Teaching holidays and themes has always been something that I have loved about teaching at the primary level. The children get so excited and frankly a little crazy in the weeks leading up to any holiday, vacation, full moon --- pretty much everything --- am I right? But tapping into that excitement when planning my lessons is what makes teaching so much fun! What teacher doesn't want their students excited about what they are learning and motivated to do the work? I don't know any.

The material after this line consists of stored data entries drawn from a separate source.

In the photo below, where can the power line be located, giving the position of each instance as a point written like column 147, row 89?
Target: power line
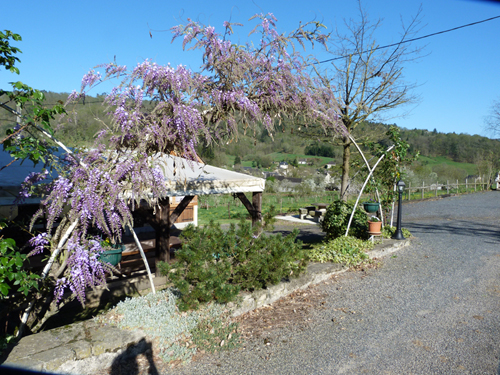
column 410, row 40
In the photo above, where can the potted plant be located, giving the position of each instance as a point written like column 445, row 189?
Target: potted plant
column 374, row 226
column 112, row 253
column 371, row 206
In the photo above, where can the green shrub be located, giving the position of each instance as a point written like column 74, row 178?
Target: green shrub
column 388, row 232
column 345, row 250
column 215, row 265
column 336, row 219
column 12, row 274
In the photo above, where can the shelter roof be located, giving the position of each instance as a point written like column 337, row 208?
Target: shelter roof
column 186, row 177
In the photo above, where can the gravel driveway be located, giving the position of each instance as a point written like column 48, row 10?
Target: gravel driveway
column 431, row 309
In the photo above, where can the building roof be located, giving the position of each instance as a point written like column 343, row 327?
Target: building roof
column 185, row 177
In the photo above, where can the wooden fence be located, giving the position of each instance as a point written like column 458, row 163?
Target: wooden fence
column 437, row 188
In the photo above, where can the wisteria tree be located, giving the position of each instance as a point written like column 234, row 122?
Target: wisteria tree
column 164, row 109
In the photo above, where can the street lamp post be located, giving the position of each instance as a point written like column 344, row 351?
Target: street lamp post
column 398, row 235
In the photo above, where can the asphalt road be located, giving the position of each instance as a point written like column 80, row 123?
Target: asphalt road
column 433, row 308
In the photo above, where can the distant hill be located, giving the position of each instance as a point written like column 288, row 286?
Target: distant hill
column 291, row 140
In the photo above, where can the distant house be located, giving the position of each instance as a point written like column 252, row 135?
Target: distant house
column 283, row 165
column 472, row 177
column 330, row 164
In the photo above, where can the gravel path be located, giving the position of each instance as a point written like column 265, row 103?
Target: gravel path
column 431, row 309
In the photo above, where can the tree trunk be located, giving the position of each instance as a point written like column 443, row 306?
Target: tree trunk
column 345, row 168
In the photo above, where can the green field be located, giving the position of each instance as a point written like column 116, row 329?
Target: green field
column 225, row 209
column 435, row 161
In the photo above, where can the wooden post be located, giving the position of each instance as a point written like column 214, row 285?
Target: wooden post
column 162, row 251
column 254, row 208
column 257, row 205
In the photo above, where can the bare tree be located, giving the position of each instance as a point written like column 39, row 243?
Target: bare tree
column 492, row 122
column 368, row 78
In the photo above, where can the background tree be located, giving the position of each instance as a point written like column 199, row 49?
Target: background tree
column 368, row 80
column 492, row 122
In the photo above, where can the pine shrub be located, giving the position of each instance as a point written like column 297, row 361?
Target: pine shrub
column 336, row 219
column 346, row 250
column 214, row 264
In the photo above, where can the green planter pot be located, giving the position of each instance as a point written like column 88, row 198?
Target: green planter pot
column 371, row 207
column 112, row 256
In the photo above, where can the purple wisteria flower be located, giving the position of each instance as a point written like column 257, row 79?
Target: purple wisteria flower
column 39, row 242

The tricky thing about teaching themes is that holidays can become a touchy area in some schools in order to respect the diversity of its students. Every school is different and every group of students is different so it could likely change from year to year. But then the reality is that you have these giggly, wiggly, little cuties who cannot possibly contain their excitement about an upcoming holiday and it's hard to get them to think about anything else. For this reason I try to plan lessons where I can teach about the holiday without teaching about the holiday. Around Christmas time I love to teach units on Reindeer and the Gingerbread Man. My students have always loved these units and it helps channel some of the excitement. So for this time of year and the Easter holiday, I decided to create a unit that would accomplish the same things.

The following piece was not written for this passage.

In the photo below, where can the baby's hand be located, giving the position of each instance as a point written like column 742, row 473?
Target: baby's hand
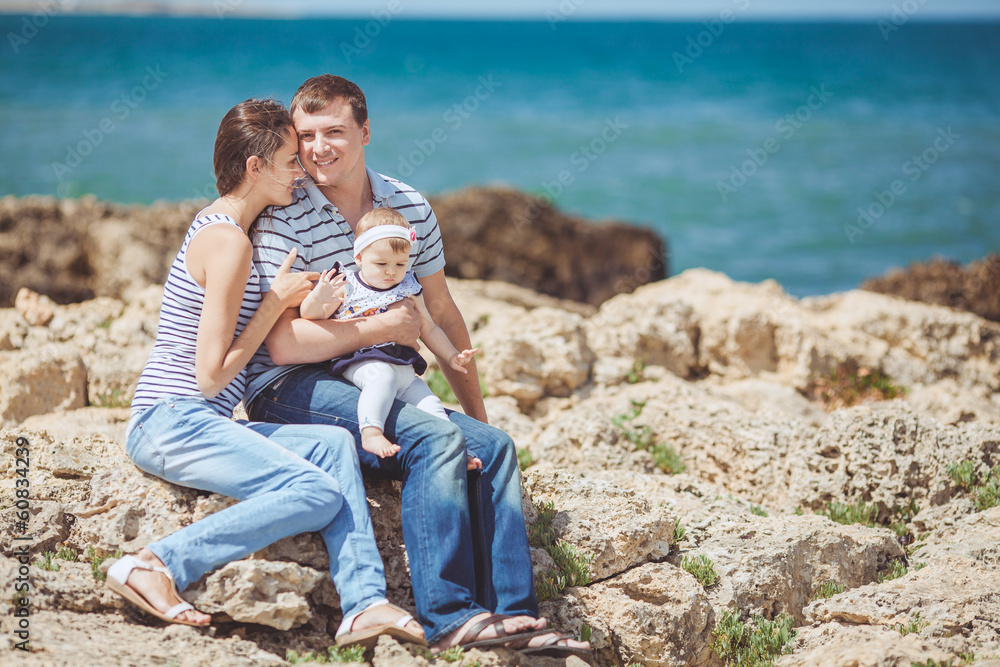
column 325, row 297
column 460, row 361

This unit begins with some informational reading about rabbits including fact cards with real photos and a student mini-book. I have used the fact cards projected on my screen and have also printed them out and had them available for students to look through. They love the authenticity that the real photos bring.
I also use the student mini-book for small group reading and for students to search for information. These worksheets are great for helping students learn how to find evidence in the text to answer questions.

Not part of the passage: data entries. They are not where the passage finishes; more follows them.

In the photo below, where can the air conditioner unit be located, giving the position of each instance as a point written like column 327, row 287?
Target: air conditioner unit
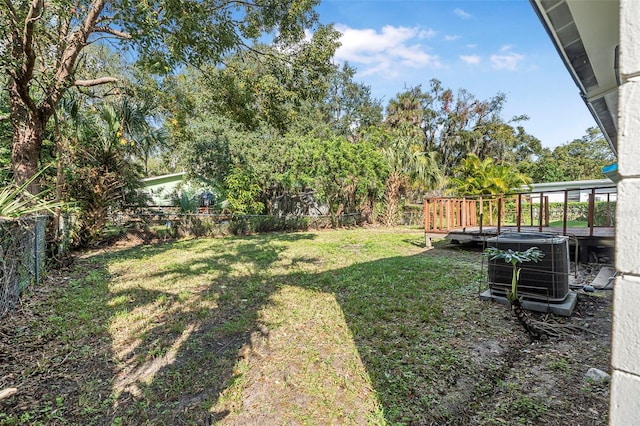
column 547, row 280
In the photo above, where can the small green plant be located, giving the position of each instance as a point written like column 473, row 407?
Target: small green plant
column 514, row 258
column 532, row 254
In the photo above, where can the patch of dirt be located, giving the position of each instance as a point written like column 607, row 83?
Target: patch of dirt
column 518, row 382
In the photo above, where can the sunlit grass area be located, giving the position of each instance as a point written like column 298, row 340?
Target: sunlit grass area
column 359, row 326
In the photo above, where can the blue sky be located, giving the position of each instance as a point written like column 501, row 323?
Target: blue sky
column 482, row 46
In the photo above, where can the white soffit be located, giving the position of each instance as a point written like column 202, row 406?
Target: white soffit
column 585, row 34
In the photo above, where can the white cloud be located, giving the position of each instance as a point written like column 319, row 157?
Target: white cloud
column 461, row 13
column 470, row 59
column 428, row 33
column 387, row 51
column 507, row 62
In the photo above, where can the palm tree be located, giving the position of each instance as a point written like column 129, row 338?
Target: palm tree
column 483, row 177
column 409, row 165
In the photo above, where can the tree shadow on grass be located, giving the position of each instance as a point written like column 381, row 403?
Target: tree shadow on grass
column 244, row 332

Next we move onto distinguishing facts from opinions. I have a card sort and also a cut and paste worksheet.
Bringing vocabulary to life is a huge part of informational literacy. I use whole group instruction to match the word, definition, and picture. Then I have students work on the vocabulary book. For the young ones, like kindergarteners, I included just a word and picture match since reading and writing the definition would be a little much for them.
Finally, of course, we tie in some writing. I included a blank mini-book for students to write freely what they learned about rabbits. There is a flip book where students can write down 3 facts and an opinion. There are also some writing prompts for students to respond to.
And how cute is this rabbit? You can use it with any of the writing options.